Nathalie prend un air étonné : "Ah bon ? Après, c'est un raccourci aussi parce que moi, forcément, en soi, c'est mon père. On est bien obligé de dire que c'est le père biologique. Après, je ne ressens pas spécialement de lien, mais il y en a un obligatoirement." Michèle reprend, à propos de sa fille : "Elle a compris, ça ne lui fait plus rien. Mais ce n’était pas facile." Gabriel se souvient des questions de sa fille qui, quand il a reçu le courrier, lui a demandé : "Qu'est-ce que tu vas faire ?" Il s'avance : "Peut-être qu'elle voulait dire que pour elle c'était presque un viol ou quelque chose comme ça. C'est vrai qu'elle n'a pas compris. On n'en parlait pas."

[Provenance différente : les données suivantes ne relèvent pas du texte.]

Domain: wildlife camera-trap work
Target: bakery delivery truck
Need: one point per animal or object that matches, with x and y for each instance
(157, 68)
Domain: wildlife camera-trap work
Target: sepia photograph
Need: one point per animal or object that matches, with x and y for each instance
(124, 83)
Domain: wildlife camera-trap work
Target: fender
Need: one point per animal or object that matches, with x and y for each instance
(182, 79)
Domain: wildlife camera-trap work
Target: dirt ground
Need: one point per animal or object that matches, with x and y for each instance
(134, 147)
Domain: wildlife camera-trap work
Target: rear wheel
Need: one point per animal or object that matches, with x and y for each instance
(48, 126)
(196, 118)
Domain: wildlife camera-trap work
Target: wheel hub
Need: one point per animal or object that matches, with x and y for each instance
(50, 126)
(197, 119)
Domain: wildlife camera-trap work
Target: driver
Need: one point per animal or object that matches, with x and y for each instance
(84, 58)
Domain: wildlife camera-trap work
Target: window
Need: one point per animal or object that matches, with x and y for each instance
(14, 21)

"Vous pensez qu'il peut y en avoir d'autres ?"

Depuis le 31 mars 2025, tous les enfants conçus d'un don de gamètes ont accès à leurs origines une fois adultes. "Le fait que ce ne soit plus anonyme, toutes ces choses-là, c'est plus simple. Par contre dans la famille de son côté à lui, quand ils ont su ça a été : 'Mon Dieu !" À ses heures perdues, Béatrice, infirmière dans la vie, a fait de longues recherches ADN sur internet. Elle a envoyé des tests salivaires aux États-Unis, elle a remonté l'arbre généalogique de son donneur qui a des ancêtres en Russie, en Pologne et dans sa quête d'identité et elle a trouvé deux autres enfants nés grâce aux dons de Gabriel.

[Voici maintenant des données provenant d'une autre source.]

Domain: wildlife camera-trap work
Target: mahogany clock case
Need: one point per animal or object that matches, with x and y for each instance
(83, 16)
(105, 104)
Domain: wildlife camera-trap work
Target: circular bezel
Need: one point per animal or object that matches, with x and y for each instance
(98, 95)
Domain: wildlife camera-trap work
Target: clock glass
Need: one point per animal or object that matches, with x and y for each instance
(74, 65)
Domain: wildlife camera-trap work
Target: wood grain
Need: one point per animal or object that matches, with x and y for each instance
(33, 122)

"Il y en a certainement d'autres, se demande le vieillard. Vous allez approfondir vos recherches... Mais je n'inviterai pas tout le monde !" Tous s'esclaffent. "On transmettra aux autres", reprend Béatrice. Avec une pointe d'inquiétude cette fois, Gabriel redemande : "Vous pensez qu'il peut y en avoir d'autres ?" Réponse de Béatrice : "On verra bien, l'avenir nous le dira peut-être."

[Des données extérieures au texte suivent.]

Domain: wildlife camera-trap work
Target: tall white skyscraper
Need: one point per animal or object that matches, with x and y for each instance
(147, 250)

Gabriel, lui, se projette. Avant leur départ, il montre le plan de table aux filles qu'il a invitées à fêter ses 90 ans, en juillet, avec toute sa famille et se dit heureux de les retrouver à cette occasion. À la question, considérez-vous qu'elles font partie de votre famille désormais ? Il répond sans fard :"Si elles le veulent, je veux bien. Oui, pourquoi pas ?"  La question est posée aux filles, comment le considèrent-elles ? Longue hésitation de Béatrice : "Euh... comme Gabi. Voilà, c'est ça. Maintenant, il y a un prénom, un visage, une personnalité. En fait c'est juste Gabi, quoi..."

"Une belle rencontre"

Gabriel les interroge ensuite sur leurs parents : "Qu'est-ce qu'ils en pensent ? Ils savent que vous avez retrouvé le géniteur ?" Réponse un peu gênée des deux sœurs : "Oui, oui, ils savent qu'on connaît votre identité, mais ils ne sont pas au courant qu'on vous a rencontré, qu'on a fait connaissance." À son tour, Michèle demande : "Vous croyez que ça les choquerait ?" Réponse de Nathalie : "Je ne sais pas si ça leur ferait plaisir. Je pense qu'eux à mon avis, ça les gêne un peu."

Michèle poursuit : "On peut avoir une certaine amitié, un petit feeling, c'est cool." C'est l'heure des au revoir et du débrief entre sœurs dans la voiture sur le chemin du retour. Nathalie confie au téléphone : "Je ne me sens pas hyper proche. Est-ce que j'ai de l'affection pour lui ? Je ne sais pas, c'est comme un voisin. Oui, j'irai à son anniversaire en juillet mais ça reste une rencontre." Sa sœur Béatrice conclut : "Oui, mais une belle rencontre."